Documentation Harmonization
Policies are an important part of an organization’s IT control structure, and SAS 70 and PCI certifications require that an organization’s policies are both appropriate and complete. As companies mature, they need to transform informal policies that are not fully documented into formal ones.
The CAP process encourages a service provider to invest in documenting a unified set of policies that meet both PCI and SAS 70 requirements.  Informal policies are documented and existing policies are revised and expanded where needed.  Where gaps are identified, Coalfire provides templates and examples based on industry best practices for similar organizations.

Using this approach, a service provider is able to prevent control isolation, where one set of controls is set up to meet a specific regulation, and other controls are established to meet different but similar standards. Control isolation leads to control conflict, which leads to control deterioration and ineffective governance. Coordinating policies with control activities will strongly support an organization in achieving policy harmonization and regulatory compliance in a comprehensive, unified manner.

Segregation of Duties
PCI and SAS 70 examinations require segregation of duties as means to discourage and prevent fraud and malicious acts. The Consolidated Audit Process examines internal controls to ensure the independence and integrity of critical functions and processes.

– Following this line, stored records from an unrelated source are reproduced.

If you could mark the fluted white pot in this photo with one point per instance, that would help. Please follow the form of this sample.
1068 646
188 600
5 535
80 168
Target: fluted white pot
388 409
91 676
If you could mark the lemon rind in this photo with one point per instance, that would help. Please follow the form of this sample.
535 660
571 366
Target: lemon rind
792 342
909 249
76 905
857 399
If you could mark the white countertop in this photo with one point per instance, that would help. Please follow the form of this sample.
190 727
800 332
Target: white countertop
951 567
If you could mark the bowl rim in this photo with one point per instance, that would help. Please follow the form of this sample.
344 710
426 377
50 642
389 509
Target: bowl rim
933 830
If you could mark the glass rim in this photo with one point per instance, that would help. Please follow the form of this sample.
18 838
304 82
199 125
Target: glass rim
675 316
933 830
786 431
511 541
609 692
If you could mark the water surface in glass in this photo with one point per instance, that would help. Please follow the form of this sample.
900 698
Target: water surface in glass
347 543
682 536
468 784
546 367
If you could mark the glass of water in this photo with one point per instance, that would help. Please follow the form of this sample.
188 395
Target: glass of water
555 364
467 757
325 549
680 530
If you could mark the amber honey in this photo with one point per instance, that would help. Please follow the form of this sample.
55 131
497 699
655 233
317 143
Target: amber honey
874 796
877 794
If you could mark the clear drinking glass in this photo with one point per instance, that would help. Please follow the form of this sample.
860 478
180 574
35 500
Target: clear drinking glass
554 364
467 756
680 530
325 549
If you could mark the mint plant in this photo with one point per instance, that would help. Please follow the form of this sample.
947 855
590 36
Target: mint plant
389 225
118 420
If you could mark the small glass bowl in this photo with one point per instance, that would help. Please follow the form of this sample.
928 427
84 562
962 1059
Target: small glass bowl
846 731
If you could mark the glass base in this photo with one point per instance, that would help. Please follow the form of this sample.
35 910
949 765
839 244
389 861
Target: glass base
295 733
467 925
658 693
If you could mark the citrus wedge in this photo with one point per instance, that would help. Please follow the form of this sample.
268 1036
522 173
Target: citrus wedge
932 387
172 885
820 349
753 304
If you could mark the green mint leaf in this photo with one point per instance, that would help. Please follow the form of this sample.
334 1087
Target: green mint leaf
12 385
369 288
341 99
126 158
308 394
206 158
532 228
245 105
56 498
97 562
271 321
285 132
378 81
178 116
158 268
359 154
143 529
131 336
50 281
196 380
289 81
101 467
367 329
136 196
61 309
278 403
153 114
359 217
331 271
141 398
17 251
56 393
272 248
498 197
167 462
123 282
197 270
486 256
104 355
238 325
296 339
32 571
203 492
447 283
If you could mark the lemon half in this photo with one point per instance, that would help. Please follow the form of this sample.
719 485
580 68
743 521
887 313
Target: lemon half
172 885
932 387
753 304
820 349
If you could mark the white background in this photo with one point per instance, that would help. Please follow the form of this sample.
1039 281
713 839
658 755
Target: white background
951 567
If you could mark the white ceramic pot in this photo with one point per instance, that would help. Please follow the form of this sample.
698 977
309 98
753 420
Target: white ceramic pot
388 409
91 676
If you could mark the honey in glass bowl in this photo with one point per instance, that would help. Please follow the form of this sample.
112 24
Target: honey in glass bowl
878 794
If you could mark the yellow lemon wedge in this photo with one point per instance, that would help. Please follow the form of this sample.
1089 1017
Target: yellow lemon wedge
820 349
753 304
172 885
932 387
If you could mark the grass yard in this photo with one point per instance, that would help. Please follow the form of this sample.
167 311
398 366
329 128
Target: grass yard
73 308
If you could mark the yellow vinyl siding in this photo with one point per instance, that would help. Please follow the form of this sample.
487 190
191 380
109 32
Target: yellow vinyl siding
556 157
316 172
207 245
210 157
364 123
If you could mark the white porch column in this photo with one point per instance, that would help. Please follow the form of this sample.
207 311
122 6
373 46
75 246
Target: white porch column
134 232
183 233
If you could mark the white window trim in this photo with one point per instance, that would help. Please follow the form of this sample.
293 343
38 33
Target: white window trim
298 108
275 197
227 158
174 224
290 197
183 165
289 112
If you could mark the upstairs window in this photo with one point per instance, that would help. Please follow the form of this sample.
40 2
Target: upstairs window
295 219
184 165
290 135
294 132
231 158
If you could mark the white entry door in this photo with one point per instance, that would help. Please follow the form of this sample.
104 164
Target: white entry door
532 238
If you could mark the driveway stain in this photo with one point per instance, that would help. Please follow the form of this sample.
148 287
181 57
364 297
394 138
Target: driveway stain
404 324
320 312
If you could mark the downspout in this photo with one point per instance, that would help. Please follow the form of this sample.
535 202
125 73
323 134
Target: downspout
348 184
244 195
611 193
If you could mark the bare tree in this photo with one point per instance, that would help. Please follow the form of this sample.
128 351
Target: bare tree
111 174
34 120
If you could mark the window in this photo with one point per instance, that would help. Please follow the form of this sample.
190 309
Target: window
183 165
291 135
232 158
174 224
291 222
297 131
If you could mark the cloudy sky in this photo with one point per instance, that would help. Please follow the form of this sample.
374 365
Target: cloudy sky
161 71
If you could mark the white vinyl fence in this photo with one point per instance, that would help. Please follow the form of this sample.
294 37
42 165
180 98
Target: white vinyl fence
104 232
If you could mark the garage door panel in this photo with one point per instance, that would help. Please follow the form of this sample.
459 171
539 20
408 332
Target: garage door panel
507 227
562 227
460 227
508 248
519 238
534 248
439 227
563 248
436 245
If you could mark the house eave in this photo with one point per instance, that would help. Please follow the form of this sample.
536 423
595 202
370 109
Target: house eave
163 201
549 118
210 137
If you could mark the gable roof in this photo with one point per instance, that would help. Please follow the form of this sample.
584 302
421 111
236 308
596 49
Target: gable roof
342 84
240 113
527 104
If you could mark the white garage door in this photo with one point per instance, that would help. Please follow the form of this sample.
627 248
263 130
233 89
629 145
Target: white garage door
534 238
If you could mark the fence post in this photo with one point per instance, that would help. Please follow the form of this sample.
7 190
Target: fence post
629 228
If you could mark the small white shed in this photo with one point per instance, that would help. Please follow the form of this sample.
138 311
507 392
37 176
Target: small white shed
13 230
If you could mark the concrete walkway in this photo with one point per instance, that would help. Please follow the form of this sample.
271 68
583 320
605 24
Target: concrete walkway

IT governance and compliance management for emerging data privacy regulations require a transparent approach for a wide range of internal controls. With the demand for more accountability and improved governance, service providers can "step up" to market demands while continuing to control costs.  Efficiencies delivered from utilization of common controls across disparate regulatory requirements in combination with a unified test and reporting process can be achieved.

PCI compliance and SAS 70 reports (SOC Reports) are increasingly important certifications for service providers.  The dual SAS 70/PCI certifications are a demonstration of an organization’s ‘tone-at-the-top’ - that adequate IT controls are implemented and operational.  When performed in a coordinated manner under Coalfire’s CAP methodology, the certification process yields many benefits beyond cost savings and are leveraged as a market differentiator for these service providers.